STUDENTS do not have the right 'not to be offended', the head of Oxford University has said, as she called for universities to defend free speech on campus.

Instead of complaining if they do not feel comfortable with someone's views, students should challenge that person and attempt to change their mind, according to Professor Louise Richardson.

Universities should be places where students are exposed to different viewpoints and opinions, she suggested.

Addressing the Times Higher Education's World Academic Summit, Prof Richardson said: "Universities must not be seen as bastions of a particular political perspective.

"We must be open to the expression of all legal views and be prepared to subject these views to reasoned arguments.

"As teachers, we must model to our students how to respond to views they find objectionable, not to avoid them.

"We must be robust in defending free speech against those who wish to constrain it, whether that be a government in a well-intentioned effort to prevent radicalisation, or students claiming a right not to be offended. There should be no such right in universities."

In response to a question on the issue, she later added: "I have had many conversations with students who have come to me and say they don't feel comfortable because their professor has expressed views against homosexuality. They don't feel comfortable being in the classroom with somebody with those views.
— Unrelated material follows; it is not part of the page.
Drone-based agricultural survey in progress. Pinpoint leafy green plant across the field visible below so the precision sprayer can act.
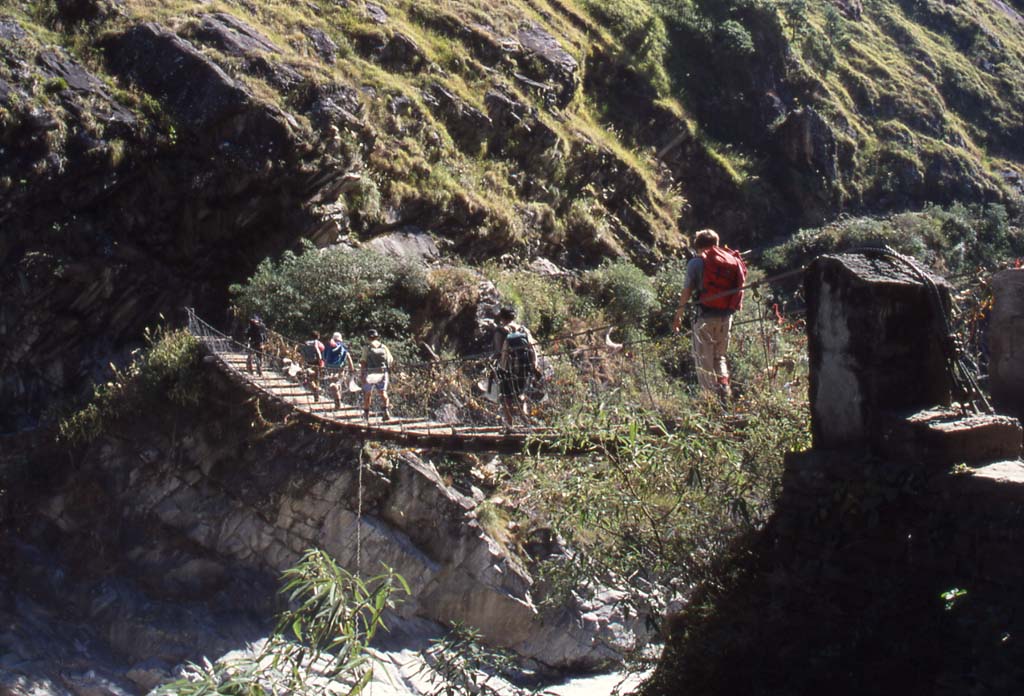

"And I say 'I'm sorry, but my job is not to make you feel comfortable. Education is not about being comfortable. In fact, I'm interested in making you uncomfortable. And if you don't like his views, you challenge them and engage with them and figure out how a smart person like that can have views like that. And figure out how you can persuade him to change his mind'.

"It is difficult but it is absolutely what we have to do if we believe in what we say."